黒坂岳央です。
仕事をしていると時折、驚くような不義理に遭遇することがある。長期的メリットを捨てて、目先の小さな利益の確保を優先して相手を裏切るケースなどだ。正直いって、これはあまり利口な行動とは言えない。自分の利益を最大化するなら信用を優先し、長期的に相手との良好な関係を保つ方が本人にとっても経済的メリットが大きいのは明らかだからだ。
このような不可解な不義理が起きる理由は「頭が悪いから貧乏になるのではなく、貧乏生活が頭を悪くする」で説明がつく。そしてこれは決して筆者の思い込みではない。論拠を取り上げながら考えたい。
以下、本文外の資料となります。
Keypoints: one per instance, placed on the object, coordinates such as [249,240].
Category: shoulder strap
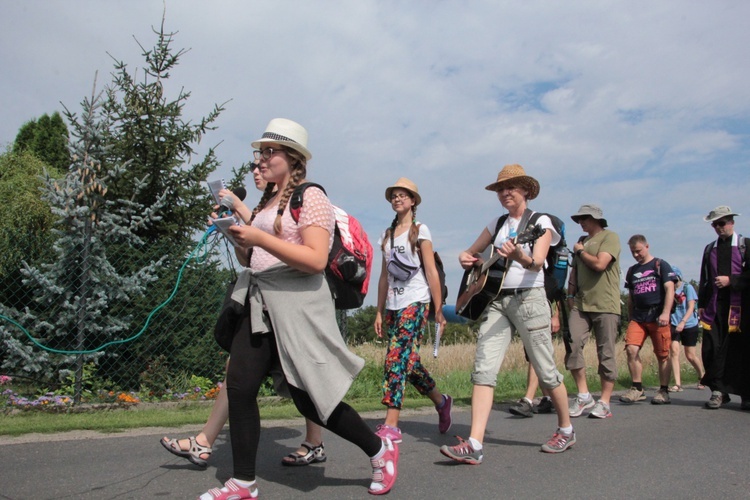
[527,214]
[500,221]
[295,201]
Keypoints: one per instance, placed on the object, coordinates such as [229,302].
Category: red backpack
[350,258]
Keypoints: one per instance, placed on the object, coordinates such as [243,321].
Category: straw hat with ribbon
[406,184]
[287,133]
[515,175]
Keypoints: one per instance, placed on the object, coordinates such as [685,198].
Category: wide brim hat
[591,210]
[676,270]
[516,175]
[406,184]
[288,133]
[719,213]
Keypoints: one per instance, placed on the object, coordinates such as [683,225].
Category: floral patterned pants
[402,361]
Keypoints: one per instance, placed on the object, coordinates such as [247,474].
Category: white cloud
[640,106]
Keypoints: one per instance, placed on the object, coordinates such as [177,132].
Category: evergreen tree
[148,130]
[25,219]
[47,139]
[74,291]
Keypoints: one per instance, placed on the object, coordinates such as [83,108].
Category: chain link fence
[75,333]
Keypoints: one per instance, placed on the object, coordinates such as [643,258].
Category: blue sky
[640,107]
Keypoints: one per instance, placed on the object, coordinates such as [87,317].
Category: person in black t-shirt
[651,285]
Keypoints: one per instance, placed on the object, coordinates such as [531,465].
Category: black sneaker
[717,400]
[522,408]
[544,406]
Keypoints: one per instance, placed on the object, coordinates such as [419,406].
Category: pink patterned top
[316,211]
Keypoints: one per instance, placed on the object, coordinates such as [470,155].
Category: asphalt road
[644,451]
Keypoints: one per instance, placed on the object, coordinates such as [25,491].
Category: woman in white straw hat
[404,292]
[292,318]
[520,305]
[198,449]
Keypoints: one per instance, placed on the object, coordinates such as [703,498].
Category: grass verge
[452,371]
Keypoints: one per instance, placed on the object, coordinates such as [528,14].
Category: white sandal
[193,453]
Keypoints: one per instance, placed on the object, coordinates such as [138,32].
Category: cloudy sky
[641,107]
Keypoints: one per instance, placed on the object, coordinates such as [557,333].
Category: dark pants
[723,355]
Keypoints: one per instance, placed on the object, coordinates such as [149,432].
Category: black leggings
[253,358]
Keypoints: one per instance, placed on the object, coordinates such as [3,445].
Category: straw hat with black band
[286,132]
[408,185]
[515,175]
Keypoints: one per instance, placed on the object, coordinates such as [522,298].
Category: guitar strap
[521,225]
[521,228]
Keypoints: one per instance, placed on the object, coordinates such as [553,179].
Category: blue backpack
[557,260]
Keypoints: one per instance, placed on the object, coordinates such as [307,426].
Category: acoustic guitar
[477,289]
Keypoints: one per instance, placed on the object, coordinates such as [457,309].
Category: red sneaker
[384,469]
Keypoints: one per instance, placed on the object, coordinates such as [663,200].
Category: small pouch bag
[401,271]
[396,267]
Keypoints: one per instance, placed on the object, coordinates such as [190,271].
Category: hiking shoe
[544,406]
[580,405]
[392,433]
[444,414]
[462,452]
[384,469]
[661,398]
[559,442]
[523,408]
[601,410]
[633,395]
[230,491]
[717,400]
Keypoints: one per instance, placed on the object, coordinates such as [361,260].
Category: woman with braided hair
[404,292]
[293,330]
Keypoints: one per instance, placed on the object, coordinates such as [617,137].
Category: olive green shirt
[599,291]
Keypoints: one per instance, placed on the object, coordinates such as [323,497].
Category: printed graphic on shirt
[646,283]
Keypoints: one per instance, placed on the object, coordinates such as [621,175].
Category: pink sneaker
[384,469]
[392,433]
[230,491]
[444,414]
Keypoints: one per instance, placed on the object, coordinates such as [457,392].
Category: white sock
[245,484]
[566,430]
[475,444]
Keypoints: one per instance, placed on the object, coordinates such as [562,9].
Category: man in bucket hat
[722,296]
[594,301]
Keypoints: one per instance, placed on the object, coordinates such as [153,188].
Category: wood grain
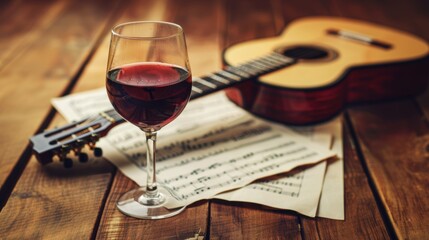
[235,220]
[43,52]
[363,220]
[393,139]
[52,58]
貧乏になると賢者も愚者になる米国ハーバード大学の行動経済学者のSendhil Mullainathan氏は「たとえ賢い人間も貧乏生活でバカに変わる」という趣旨の主張をした。また、米国の科学雑誌「サイエンス」に掲載された論文によると、「知能テストの結果と、収入の多寡には明確な相関関係がある」と結果を明らかにした。
「貧しい生活」は元々の知力を乗り越えてあらゆる人間を愚者へ導く影響力があるのだ。ハーバード大学の研究者はこの現象を「コンピューターが巨大なデータを処理できず、オーバーフローしてしまう現象に近い」と表現した。どういうことか?
簡単な話だ。貧乏生活になると四六時中、支払期日や残高、利子といった経済にまつわる変数が多くなってその対処に追われるため、心穏やかで冷静かつ長期的な思考を奪われてしまう。故に、長期的に取り組む方がメリットのある行動をせず、短期決戦や一発勝負で戦いを挑んでしまうのだ。どれだけ賢い人間でも、目先の支払期日の迫った請求書を大量に抱えていては、まともな思考はできなくなる。
その結果、人によっては犯罪というどう考えても割に合わない愚かな選択肢を取るほどの愚者に落ちる。「犯罪なんて得のない行動をするのはバカだ」と笑うのは簡単だが、犯罪者も経済的に困窮して知力を奪われていなければ、多くは手に染めることはなかっただろう。